Mais gente saindo, menos gente entrando
Os números ajudam a entender o tamanho do alerta. Dados do Indec mostram que, entre janeiro e novembro, 11,19 milhões de argentinos viajaram para fora do país, enquanto apenas 4,78 milhões de turistas estrangeiros entraram. O resultado foi um saldo negativo de 6,41 milhões de pessoas, o pior já registrado nesse intervalo.
Novembro, mês-chave para o início da alta temporada, deixou o cenário ainda mais claro. As saídas cresceram 15,3% em relação ao ano anterior, enquanto as entradas caíram 2,7%. O déficit mensal foi 73% maior do que o de novembro de 2024. Entenda: o turismo emissivo acelerou, mas o receptivo não acompanhou.

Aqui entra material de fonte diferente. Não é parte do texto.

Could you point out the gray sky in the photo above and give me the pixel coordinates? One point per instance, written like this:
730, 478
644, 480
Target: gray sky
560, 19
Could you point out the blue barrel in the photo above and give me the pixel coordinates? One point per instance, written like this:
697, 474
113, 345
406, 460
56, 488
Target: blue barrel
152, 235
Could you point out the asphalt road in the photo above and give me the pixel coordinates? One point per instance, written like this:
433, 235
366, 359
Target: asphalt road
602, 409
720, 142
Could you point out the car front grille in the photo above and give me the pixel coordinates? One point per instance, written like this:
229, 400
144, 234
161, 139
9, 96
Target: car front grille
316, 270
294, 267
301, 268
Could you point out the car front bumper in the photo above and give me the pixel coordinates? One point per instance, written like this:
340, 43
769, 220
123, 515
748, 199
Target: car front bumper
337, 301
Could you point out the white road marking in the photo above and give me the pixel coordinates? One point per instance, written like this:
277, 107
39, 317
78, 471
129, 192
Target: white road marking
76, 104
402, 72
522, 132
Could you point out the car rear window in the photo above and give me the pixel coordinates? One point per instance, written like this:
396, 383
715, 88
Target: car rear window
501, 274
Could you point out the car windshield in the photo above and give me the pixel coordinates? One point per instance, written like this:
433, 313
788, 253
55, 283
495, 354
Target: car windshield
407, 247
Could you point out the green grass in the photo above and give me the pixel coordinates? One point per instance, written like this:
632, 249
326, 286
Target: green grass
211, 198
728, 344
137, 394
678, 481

Câmbio sob controle, turismo fora de controle

O movimento acontece em paralelo à estratégia do governo de Javier Milei de manter o câmbio relativamente estável. O problema é que, na prática, isso barateou o turismo internacional para os argentinos.
Segundo análises econômicas, a eliminação do chamado “dólar cartão” fez com que gastos no exterior passassem a ser pagos quase pelo câmbio oficial. Resultado: viajar ficou bem mais acessível do que nos últimos anos — e, em muitos casos, mais barato do que viajar dentro da própria Argentina.
Pacotes para destinos nacionais como Ushuaia, Villa Carlos Paz ou Pinamar chegam a custar entre US$ 170 e US$ 250 por dia. Já opções internacionais, como Florianópolis ou Santiago, ficam entre US$ 109 e US$ 147 diários. Veja como a conta fecha rápido.
Oportunismo e mudança de comportamento
O câmbio explica muito, mas não tudo. Especialistas apontam um fator comportamental importante: em um país marcado por instabilidade econômica, muitos argentinos preferem aproveitar o “momento bom” agora, sem saber quanto tempo ele vai durar.
Há também uma mudança no padrão de consumo, especialmente entre os mais jovens. Com crédito imobiliário escasso e o sonho da casa própria distante, parte da poupança em dólares acaba sendo direcionada para experiências imediatas — como viagens ao exterior.
Brasil vira o grande vencedor
Nesse cenário, o Brasil aparece como o principal beneficiado. Dados do Ministério do Turismo mostram que mais de 9 milhões de turistas estrangeiros visitaram o país entre janeiro e novembro, um recorde histórico. Os argentinos lideram com folga: 3,1 milhões de visitantes, alta de 82,1% em relação a 2024.
O impacto financeiro também chama atenção. Turistas estrangeiros deixaram US$ 7,17 bilhões no Brasil no período, enquanto a Argentina deve registrar uma saída líquida entre US$ 7 bilhões e US$ 9 bilhões apenas com turismo em 2025.
Um problema antigo que voltou com força
Apesar de representar cerca de 1,7% do PIB argentino, o turismo historicamente gera mais saída do que entrada de dólares. A balança turística foi deficitária em 42 dos últimos 49 anos, e a Argentina responde por apenas 0,29% da receita mundial do turismo receptivo. O gasto médio por visitante também é baixo: cerca de US$ 751 por viagem.
Em resumo, o dólar barato, os preços internacionais mais competitivos e o boom do turismo regional ajudam a explicar por que 2025 entrou para a história. O desafio agora não é só atrair mais turistas, mas evitar que o turismo continue sendo uma das principais vias de saída de divisas da economia argentina. Um alerta que vai muito além das férias.